I'll be getting a MiniVCI interface, and before I go buy an old laptop with WinXP, does anyone know about using the Mini VCI interface as described in the thread topic?
What did you end up doing? I am looking at these as well and noticed the outdated operating system issue. I found 2016 Cheapest MINI VCI for TOYOTA Single Cable Supports Toyota TIS OEM Diagnostic Software, which claims to work for Windows 10, directly from China, but I haven't ordered it yet.

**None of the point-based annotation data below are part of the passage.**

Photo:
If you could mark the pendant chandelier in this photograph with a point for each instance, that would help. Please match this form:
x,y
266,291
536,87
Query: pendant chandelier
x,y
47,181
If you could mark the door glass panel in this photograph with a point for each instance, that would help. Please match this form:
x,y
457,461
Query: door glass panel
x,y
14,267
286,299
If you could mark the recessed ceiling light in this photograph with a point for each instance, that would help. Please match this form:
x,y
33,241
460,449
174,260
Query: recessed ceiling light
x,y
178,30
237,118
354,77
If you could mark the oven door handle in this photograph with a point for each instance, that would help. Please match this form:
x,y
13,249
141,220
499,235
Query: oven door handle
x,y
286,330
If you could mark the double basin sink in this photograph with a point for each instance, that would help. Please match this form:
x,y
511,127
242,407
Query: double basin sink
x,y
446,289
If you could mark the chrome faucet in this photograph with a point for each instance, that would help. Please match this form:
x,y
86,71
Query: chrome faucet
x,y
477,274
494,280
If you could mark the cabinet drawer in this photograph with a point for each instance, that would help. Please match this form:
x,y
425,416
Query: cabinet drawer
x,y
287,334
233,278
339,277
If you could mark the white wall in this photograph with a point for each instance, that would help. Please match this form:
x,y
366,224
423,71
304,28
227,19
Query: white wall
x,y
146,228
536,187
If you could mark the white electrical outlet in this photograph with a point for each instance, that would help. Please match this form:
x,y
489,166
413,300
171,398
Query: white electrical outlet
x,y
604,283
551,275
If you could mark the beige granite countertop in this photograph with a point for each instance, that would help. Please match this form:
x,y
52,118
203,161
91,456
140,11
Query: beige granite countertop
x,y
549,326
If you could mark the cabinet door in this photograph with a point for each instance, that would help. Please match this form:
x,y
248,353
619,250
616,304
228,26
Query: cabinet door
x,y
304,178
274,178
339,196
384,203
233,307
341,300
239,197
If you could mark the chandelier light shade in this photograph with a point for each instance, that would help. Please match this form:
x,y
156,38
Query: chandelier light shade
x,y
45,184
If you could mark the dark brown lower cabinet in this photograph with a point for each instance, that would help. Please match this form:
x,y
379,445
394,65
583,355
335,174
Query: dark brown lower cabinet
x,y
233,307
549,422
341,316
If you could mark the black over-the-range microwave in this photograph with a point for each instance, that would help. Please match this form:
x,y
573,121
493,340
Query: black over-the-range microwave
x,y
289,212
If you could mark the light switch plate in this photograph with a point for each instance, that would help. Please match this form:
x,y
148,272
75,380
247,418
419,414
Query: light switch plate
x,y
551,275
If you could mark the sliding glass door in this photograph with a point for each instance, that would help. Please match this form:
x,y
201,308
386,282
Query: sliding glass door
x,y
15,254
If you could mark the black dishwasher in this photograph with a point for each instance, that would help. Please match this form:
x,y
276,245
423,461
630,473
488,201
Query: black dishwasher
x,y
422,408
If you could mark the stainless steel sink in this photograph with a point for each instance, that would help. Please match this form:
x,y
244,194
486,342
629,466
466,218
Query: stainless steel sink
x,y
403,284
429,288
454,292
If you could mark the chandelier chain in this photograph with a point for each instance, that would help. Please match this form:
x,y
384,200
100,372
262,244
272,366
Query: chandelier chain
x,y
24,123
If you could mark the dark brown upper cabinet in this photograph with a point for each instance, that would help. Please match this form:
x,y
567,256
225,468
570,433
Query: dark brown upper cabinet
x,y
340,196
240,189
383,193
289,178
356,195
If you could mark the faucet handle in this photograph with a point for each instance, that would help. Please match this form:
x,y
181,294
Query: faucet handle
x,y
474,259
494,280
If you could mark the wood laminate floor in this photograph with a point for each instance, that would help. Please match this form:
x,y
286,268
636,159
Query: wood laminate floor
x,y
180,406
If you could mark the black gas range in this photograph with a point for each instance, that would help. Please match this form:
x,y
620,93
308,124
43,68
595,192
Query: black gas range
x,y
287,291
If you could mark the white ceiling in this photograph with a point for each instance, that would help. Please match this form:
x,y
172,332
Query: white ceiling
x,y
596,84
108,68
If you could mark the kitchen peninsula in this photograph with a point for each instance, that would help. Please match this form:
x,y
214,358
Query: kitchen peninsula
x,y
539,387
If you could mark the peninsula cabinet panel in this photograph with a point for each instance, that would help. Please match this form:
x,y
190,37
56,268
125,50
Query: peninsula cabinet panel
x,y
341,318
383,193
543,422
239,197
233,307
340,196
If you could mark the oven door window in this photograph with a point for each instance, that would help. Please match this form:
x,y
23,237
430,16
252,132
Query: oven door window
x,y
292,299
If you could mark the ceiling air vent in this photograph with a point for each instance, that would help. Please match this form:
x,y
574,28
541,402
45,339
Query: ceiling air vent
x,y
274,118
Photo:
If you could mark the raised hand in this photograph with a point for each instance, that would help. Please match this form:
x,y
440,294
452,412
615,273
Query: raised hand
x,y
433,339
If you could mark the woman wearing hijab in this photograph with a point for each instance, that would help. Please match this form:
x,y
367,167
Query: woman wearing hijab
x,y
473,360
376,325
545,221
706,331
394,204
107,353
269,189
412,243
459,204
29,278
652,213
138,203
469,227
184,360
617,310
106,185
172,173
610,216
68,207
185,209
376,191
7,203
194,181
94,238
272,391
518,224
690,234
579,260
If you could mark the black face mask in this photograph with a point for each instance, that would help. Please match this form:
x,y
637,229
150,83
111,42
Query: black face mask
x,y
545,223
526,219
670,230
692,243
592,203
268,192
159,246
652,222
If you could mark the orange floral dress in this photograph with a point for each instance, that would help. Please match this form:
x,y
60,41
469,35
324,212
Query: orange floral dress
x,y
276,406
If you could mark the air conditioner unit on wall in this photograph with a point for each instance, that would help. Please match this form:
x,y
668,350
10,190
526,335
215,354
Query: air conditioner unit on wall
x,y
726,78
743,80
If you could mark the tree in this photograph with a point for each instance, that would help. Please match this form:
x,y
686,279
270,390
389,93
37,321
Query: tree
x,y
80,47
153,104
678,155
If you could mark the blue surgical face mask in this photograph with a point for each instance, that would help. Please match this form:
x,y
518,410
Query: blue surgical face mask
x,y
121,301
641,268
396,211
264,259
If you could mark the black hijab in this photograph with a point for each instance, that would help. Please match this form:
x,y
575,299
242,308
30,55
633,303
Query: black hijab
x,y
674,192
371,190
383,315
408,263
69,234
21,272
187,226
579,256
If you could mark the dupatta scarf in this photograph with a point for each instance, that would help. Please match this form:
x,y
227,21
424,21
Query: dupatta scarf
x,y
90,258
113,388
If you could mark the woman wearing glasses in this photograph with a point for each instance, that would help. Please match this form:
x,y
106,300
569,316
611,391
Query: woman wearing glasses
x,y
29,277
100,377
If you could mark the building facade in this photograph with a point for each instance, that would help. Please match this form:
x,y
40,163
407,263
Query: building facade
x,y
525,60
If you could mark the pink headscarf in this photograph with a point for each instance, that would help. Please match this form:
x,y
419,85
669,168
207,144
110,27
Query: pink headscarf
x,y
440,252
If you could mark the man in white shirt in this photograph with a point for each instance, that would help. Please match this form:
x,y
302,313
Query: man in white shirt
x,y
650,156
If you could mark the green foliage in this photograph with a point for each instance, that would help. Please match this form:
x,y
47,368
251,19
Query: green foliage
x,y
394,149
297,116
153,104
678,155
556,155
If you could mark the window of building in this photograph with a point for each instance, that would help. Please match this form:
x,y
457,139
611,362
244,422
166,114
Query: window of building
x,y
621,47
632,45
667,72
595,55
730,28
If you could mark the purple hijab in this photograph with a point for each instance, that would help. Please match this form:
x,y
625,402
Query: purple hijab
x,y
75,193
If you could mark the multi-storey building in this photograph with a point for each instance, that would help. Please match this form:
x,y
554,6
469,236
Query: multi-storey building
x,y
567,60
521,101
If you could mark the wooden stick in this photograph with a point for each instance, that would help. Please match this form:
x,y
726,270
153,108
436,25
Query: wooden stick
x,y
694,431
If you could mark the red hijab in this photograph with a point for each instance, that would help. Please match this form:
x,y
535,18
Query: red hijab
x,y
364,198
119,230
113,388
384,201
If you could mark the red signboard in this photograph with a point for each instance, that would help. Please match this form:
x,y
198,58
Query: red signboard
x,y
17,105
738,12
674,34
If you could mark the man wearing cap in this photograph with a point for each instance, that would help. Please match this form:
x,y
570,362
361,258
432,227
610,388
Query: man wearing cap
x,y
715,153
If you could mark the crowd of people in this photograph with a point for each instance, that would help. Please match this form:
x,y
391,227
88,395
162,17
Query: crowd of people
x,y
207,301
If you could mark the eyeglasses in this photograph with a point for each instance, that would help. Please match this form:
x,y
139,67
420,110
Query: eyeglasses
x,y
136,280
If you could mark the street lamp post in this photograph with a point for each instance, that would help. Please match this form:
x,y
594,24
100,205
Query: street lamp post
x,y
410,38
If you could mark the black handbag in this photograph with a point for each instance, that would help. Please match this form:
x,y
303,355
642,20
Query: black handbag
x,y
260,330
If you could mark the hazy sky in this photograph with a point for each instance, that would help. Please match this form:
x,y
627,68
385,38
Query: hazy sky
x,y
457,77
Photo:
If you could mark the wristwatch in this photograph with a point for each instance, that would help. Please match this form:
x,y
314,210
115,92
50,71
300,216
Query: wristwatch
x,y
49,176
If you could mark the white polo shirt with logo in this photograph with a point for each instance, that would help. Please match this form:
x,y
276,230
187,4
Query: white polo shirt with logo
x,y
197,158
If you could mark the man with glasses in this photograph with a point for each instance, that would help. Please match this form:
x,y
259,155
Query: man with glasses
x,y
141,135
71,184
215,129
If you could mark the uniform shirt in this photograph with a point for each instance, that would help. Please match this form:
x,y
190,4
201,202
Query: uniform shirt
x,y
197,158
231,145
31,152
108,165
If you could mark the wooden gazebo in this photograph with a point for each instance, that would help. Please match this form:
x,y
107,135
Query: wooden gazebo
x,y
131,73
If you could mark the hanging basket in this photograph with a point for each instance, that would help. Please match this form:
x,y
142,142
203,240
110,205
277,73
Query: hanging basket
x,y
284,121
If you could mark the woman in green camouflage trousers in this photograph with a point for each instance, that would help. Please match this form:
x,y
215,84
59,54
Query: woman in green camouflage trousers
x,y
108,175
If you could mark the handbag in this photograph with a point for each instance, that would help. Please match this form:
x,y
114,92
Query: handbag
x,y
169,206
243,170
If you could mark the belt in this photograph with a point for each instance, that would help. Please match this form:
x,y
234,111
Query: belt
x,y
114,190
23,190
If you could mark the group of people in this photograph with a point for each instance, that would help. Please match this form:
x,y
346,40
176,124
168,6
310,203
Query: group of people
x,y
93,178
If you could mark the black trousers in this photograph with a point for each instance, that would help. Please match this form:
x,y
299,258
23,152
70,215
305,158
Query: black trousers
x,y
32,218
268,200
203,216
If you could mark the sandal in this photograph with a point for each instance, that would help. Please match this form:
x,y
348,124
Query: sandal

If you get a Mini VCI, what you have is a "J2534" dongle, and that's an SAE standard that defines the interface between the dongle and the diagnostic software you're using to talk to it. J2534 defines the whole API in terms of functions in a Windows DLL that the diagnostic software will load. (Yes! Microsoft succeeded in getting the Society of Automotive Engineers to publish a standard that effectively mandates Windows as the OS for all automakers' diagnostic software. I'm guessing there were some corks popped in Redmond that night.) That complicates using the Mini VCI with any other OS ... you'd basically have to reverse-engineer the Windows DLL driver that's supplied with it, which is the only layer that's defined and documented, and figure out the actual internal protocol it conducts over USB with the dongle. (Who knows, if you're lucky, it could turn out to be serial-to-an-ELM-chip, with a some few extensions for J2534 operations that aren't offered by ELMs. Somebody would have to do the work to find out.) -Chap
The link is the only one I've come across that claims to work with Windows 10 versus earlier versions of Windows.